Nigeria was ruled by the army for most of its history since independence from Britain in 1960, and all but one of the military dictators were from the north, which is predominantly Muslim and where the Hausa and Fulani ethnic groups dominate.

Obasanjo, a Christian and an ethnic Yoruba from the southwest, has been in power since 1999, but many southerners still fear perpetual northern domination.
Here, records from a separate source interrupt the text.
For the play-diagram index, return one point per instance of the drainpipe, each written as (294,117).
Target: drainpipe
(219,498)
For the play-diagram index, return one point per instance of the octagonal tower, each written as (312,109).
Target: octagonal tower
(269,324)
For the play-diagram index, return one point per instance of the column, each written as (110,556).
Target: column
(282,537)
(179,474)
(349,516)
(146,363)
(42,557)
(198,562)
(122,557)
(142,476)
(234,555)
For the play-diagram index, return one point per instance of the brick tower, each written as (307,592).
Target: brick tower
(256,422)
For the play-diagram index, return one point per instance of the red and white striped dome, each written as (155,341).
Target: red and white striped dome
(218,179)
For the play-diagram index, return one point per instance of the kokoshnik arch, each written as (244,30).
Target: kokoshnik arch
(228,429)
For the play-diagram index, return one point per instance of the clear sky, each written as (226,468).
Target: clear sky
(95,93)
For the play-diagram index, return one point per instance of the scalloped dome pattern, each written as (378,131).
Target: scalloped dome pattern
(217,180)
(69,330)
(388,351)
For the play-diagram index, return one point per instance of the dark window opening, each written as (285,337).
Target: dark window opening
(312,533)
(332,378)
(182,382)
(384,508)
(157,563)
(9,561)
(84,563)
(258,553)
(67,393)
Hence the question of whether there are more people in the north or in the south is political dynamite.

Similarly, Nigerian history has been marked by fierce rivalries between the three biggest ethnic groups -- Hausa in the north, Yoruba in the southwest and Ibo in the southeast -- culminating in a 1967-1970 civil war during which the Ibo heartland tried to secede under the name of Biafra.

The ruling People's Democratic Party has just chosen a northern Muslim, Umaru Yar'Adua, as its presidential candidate, in accordance with the concept of "rotation" whereby power must go back to the north after eight years in southern hands.

If, for example, the census breakdown had shown that southerners were now more numerous, this could have challenged the need for rotation and caused trouble for Yar'Adua.

Three previous censuses in 1963, 1973 and 1991 ended in fiasco after wrangling among the three main ethnic groups. The results were either discredited or cancelled altogether.